# **Data Bias and Feature Importance**

## **Statistical Bias and Feature Importance**

### **Statistical Bbias**

![](2023-12-29-11-45-47.png)

Statistical bias is a tendency of a statistic to either overestimate or underestimate a parameter. A data set could be biased if it contains disproportionately large number of reviews for, let's say, one product category called A and fewer number of reviews for other categories like product category B and C. 

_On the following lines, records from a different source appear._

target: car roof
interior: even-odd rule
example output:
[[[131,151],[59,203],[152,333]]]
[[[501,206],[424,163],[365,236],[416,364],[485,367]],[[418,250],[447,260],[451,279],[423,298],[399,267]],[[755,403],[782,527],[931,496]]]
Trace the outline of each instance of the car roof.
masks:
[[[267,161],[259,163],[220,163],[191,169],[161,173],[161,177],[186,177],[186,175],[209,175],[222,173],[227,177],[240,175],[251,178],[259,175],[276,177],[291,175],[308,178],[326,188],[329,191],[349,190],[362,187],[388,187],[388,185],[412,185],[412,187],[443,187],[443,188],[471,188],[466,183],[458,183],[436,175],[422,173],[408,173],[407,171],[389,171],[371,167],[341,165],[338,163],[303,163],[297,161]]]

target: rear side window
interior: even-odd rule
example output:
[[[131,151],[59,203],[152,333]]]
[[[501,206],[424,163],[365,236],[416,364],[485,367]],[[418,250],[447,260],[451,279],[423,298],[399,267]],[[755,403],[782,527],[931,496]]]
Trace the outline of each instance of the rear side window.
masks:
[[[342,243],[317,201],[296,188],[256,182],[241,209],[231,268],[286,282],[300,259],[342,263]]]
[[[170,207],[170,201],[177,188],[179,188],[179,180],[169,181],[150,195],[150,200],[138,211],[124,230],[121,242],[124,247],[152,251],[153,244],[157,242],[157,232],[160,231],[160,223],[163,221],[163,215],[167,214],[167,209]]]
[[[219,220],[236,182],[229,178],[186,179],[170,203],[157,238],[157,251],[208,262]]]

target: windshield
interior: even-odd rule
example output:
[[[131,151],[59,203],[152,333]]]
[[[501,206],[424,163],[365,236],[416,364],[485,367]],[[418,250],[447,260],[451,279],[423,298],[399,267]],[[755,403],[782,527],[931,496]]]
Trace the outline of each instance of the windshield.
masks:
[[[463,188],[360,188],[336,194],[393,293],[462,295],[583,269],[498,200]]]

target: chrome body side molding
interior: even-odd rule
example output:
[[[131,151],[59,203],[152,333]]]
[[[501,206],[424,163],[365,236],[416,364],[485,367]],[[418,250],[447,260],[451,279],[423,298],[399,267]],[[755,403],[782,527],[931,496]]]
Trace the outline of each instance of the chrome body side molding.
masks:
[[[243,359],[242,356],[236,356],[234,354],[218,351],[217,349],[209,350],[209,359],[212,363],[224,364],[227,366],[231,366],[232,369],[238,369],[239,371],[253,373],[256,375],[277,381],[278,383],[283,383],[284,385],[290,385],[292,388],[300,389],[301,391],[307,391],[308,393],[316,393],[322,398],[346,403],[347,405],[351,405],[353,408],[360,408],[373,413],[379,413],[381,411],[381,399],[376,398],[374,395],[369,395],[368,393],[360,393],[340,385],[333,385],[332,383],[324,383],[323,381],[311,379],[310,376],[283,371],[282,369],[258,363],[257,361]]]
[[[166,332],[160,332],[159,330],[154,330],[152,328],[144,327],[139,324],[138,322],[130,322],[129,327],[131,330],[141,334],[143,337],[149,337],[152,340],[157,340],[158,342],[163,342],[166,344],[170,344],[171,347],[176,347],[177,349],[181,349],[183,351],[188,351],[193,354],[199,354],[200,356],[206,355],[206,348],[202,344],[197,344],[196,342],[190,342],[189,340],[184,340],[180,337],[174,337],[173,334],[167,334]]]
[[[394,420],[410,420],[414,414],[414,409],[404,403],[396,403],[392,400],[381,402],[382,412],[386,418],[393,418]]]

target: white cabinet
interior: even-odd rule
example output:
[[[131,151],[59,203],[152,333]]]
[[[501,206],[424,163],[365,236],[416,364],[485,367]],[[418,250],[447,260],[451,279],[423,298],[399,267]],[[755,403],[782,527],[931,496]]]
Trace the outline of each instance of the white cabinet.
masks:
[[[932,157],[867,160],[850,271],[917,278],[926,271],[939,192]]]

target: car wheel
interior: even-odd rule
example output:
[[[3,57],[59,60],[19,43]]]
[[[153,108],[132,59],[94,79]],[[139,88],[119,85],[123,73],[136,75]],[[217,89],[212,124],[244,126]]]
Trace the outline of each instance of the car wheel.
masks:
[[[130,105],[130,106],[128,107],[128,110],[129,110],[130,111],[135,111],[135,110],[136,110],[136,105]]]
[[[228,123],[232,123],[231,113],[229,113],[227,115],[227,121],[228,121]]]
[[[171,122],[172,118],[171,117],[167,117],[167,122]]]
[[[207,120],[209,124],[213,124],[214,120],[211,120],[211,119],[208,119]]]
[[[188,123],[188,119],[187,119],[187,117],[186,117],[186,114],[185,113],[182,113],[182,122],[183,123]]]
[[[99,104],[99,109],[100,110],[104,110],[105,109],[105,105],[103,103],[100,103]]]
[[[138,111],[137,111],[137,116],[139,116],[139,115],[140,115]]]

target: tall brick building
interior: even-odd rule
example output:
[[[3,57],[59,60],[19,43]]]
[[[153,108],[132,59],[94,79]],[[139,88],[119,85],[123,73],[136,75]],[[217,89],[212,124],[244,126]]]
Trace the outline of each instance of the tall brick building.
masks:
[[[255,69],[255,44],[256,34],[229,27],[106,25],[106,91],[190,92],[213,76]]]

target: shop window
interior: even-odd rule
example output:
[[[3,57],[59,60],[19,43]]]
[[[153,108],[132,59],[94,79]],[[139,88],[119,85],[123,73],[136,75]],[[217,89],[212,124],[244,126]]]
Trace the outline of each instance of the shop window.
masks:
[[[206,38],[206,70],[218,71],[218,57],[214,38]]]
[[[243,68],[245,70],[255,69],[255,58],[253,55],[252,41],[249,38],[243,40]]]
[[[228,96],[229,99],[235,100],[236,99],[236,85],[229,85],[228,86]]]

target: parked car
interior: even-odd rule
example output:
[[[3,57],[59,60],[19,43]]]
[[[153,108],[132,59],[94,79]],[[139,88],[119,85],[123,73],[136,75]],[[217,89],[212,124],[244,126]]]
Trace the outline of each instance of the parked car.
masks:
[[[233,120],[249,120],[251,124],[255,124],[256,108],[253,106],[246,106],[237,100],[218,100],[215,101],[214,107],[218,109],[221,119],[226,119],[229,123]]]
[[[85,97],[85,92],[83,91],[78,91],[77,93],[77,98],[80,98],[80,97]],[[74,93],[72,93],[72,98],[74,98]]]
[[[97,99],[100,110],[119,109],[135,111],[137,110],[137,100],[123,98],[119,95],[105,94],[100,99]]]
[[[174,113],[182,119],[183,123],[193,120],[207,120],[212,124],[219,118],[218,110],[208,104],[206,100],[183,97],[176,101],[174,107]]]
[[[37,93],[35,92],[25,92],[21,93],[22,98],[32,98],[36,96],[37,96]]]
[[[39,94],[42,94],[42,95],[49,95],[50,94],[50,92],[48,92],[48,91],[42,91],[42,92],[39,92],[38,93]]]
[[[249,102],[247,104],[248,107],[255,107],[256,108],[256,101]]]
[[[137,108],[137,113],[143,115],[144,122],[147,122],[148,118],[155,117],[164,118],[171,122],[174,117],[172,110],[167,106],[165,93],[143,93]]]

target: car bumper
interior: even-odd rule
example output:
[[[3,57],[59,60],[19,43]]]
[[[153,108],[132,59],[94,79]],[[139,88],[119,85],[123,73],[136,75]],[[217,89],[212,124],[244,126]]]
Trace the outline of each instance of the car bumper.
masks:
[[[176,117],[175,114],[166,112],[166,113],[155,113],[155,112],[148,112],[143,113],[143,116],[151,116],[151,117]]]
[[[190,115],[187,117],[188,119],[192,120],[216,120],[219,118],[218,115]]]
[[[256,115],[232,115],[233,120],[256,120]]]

The first one that we see here is activity bias. This is biases that exist in human-generated content, especially on social media. Think about all the data that has been collected over these social media platforms over the last several years. Reality is that a very small percentage of the population is actively participating on these social media platforms. So the data that has been collected over the years on these platforms is not representative of the entire population. The second one is very similar but slightly different. This is societal bias. This is once again, biases in data that is generated by humans, but maybe not just on social media. These biases could be introduced because of preconceived notions that exist in society. Data generated by humans can be biased because all of us have unconscious bias. Sometimes bias can be introduced by the machine learning system itself. Let's say, for example, a machine learning application gives users a few options to select from, and once the user selects an option, the user selection is used as training data to further train and improve the model. This introduces feedback loops. Take, for example, a streaming service. You want to watch a movie on the streaming service and the streaming service makes a few recommendations for you, and you decide to watch Dancing with Wolves. You like the movie and you rate it high. From then on, the streaming service is recommending you the movies that have wolves in them. It's partly because of the feedback you provided to the service. But in reality, maybe you watched that movie because you like the actors in the movie, and you don't even particularly like wolves. Situations like this could result in selection bias, that includes a feedback loop, that involves both the model consumers and the machine learning model itself. Now, even if you detect some of the statistical biases in your dataset prior to training your model, once the model is trained and deployed, drift can still happen. Data drift happens, especially when the data distribution significantly varies from the distribution of the training data that was used to initially train the model. This is called data drift and also data shift. There are several different variations of data drift.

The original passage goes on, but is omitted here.